Background of GI in Bratislava
In medieval times, town squares in Bratislava were primarily market places and greenery was scarce apart from small monastic gardens of healing plants. However, gardens and vineyards existed behind the city fortifications, eg under the Castle hill was a large Palfy Garden (a remnant of which is the Svoradova park) and the Grassalkovich Palace garden.
The partial removal of the medieval walls in the 18th century created a continuous open space with green squares around the city. This ‘green belt’ is still visible including a system of five successive squares. In the 19th century ‘renaturalisation’ introduced greenery into the medieval city and squares, transforming the Main and Franciscan Squares. The late 1800s saw the creation of the Horský Park Mountain Park by retrofitting the Small Carpathian forest with new planting, benches and footpaths.
In the late 1900’s much of the GI in the squares was removed to recreate medieval market places including the removal of greenery and paving over of the Main Square in 2005. The trees were finally replanted in 2016 as part of a climate change adaptation project.
Photos: Newly renovated park in Svoradova, together with the design model, that has been used during the public participation process of the reconstruction
Project to bring back trees to the Main Square
Bratislava is surrounded by the valuable natural environment of the Danube and preserved floodplain forests, originally the border area with Austria (the so-called Iron Curtain). Today, the Pečňa floodplain forests have Natura 2000 protection.
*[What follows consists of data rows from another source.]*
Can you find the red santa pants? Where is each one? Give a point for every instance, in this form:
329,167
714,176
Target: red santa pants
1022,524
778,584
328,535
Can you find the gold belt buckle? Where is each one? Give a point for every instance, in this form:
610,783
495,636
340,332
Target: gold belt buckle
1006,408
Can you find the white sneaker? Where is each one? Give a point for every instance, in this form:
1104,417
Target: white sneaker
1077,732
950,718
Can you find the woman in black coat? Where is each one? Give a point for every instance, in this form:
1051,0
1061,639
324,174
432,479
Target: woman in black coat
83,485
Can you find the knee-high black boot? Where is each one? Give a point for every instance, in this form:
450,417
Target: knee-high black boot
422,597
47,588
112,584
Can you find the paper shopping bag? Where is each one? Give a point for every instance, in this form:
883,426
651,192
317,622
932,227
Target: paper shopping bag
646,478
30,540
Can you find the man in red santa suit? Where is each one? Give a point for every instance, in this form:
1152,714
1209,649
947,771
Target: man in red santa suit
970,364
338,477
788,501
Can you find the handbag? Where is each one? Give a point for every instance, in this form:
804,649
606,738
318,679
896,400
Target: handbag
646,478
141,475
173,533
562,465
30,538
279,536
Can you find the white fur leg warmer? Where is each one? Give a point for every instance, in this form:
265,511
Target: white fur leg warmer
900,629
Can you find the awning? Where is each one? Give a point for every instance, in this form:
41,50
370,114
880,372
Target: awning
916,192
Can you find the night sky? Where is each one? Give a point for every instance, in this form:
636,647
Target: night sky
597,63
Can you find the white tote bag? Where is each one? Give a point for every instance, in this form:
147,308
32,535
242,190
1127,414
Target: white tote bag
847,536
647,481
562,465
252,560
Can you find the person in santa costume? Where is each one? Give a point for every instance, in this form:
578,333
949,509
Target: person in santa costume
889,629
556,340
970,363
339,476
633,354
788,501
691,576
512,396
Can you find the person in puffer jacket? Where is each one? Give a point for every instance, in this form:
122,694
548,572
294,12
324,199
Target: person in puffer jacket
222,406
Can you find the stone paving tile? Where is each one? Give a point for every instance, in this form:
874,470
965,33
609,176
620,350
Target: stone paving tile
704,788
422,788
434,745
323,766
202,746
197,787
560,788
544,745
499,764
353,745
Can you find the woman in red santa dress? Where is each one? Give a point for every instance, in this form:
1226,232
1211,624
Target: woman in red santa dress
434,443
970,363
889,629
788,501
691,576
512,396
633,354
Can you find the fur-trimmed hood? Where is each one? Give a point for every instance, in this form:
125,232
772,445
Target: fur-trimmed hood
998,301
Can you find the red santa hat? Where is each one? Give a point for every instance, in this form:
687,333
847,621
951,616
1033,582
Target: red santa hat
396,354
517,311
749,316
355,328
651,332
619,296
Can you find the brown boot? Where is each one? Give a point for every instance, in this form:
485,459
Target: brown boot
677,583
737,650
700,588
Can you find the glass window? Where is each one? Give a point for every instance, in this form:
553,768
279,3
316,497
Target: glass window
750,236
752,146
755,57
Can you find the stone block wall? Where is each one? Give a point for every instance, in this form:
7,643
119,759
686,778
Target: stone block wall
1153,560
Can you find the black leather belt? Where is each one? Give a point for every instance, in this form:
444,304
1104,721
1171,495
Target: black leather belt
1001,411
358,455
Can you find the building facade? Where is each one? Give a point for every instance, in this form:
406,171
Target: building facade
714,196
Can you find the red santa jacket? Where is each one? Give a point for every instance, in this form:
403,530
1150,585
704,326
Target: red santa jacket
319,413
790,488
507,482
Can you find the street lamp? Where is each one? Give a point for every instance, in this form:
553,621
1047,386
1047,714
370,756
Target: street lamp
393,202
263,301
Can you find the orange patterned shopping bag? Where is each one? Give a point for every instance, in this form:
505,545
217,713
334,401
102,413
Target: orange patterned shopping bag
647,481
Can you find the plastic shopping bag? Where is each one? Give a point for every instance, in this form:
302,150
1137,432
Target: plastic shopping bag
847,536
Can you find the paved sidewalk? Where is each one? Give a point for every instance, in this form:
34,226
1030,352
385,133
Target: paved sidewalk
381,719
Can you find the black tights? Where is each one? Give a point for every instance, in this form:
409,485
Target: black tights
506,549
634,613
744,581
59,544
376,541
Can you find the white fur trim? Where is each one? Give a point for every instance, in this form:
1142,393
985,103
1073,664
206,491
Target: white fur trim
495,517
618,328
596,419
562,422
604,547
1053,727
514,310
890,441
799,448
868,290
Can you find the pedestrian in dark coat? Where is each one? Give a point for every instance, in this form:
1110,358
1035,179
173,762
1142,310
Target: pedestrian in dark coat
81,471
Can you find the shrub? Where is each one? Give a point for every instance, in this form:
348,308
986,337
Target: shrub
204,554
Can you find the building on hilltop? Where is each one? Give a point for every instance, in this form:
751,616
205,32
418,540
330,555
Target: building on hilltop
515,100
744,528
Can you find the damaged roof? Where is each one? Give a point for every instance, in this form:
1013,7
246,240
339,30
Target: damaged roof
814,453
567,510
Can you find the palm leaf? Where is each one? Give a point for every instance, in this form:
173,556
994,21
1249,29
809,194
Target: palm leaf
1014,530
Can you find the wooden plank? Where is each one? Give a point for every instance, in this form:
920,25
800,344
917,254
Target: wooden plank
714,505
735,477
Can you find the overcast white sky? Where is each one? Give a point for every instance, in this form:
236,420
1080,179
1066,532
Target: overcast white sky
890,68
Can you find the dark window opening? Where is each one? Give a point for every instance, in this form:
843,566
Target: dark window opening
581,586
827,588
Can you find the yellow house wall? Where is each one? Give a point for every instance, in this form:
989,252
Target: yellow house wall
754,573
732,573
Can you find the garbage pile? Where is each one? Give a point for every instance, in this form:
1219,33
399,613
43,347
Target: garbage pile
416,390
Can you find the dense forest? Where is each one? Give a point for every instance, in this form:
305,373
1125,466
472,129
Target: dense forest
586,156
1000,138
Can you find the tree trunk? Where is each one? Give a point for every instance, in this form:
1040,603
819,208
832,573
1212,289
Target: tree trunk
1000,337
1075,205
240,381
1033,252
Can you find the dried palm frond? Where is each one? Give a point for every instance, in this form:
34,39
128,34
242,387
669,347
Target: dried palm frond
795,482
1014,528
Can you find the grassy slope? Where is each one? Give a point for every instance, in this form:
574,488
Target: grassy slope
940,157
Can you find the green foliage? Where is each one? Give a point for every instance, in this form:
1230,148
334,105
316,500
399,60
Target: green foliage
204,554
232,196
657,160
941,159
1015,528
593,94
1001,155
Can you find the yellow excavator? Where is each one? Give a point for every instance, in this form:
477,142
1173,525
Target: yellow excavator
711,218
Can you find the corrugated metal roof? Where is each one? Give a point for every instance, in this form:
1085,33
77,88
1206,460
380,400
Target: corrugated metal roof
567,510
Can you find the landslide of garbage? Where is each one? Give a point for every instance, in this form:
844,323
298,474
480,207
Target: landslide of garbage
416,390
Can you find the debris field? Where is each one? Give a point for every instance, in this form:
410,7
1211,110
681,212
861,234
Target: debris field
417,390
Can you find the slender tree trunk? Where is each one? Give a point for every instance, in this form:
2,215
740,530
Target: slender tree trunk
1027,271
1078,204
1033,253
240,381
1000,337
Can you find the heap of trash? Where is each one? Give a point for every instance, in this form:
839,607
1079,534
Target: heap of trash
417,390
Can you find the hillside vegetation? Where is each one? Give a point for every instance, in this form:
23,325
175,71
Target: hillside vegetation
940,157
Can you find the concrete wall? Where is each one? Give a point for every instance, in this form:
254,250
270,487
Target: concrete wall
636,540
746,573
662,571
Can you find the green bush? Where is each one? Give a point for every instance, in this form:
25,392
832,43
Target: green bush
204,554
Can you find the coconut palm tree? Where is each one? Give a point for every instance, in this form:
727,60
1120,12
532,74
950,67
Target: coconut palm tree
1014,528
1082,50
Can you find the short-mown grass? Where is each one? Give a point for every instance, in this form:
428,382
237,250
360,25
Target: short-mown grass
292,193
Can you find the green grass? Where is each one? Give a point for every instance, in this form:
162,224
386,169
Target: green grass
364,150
Bratislava Forest Park and Kralova Hora-Royal Mountain are popular with local inhabitants. The introduction of sheep and goat grazing is part of the 'near-nature' management plan to preserve natural values. Karlova Ves is also introducing nature-related solutions and biodiversity protection including alternated mowing regimes, support for flowering meadows and planting of nectarous plants and insect hotels in public green areas.
In the Bratislava New Town, the Športpark Jama –Parc was built in the former bicycle stadium as a unique public park including exemplary sustainable rainwater management measures such as a rainwater retention lake, vegetation roof and green wall.
Several of these sites and projects included active public participation – eg the park at Svoradova and the Športpark Jama –Parc.
During work-shadowing, we visited Svoradova Park; the Castle and Baroque Garden; Main Square; Hviezdoslav Square; Jama Sport Park; Mountain Park and Water Garden and saw the effect of close maintenance of greenery and support for biodiversity in Líščie údolí, Karlova Hora, the Royal Mountain, Pečna floodplain forest and elsewhere.
These study visits demonstrate the opportunities of work-shadowing as a learning tool for EU partners and links visits to peculiar and sometimes unexpected interventions with information on implementation and management, focusing on critical aspects and innovative solutions.
The discussions focused on difficulties of working in historical contexts due to scarcity of public spaces to be transformed, and strict restrictions by public bodies responsible for cultural and historical heritage protection.
The realisation of small initiatives can be problematic as municipal officers have to negotiate different administrative levels. To this end, participatory processes can be a great support and Ferrara and Bratislava have strong traditions of citizen involvement in the planning, design and development of urban green transformations.
In conclusion, a key common link between Karlova Ves and Ferrara, to be developed as part of the Action Plan, is the need to integrate existing GIS databases with new integrated and multi-sectoral data-sets in order to build an effective tool for GI network management.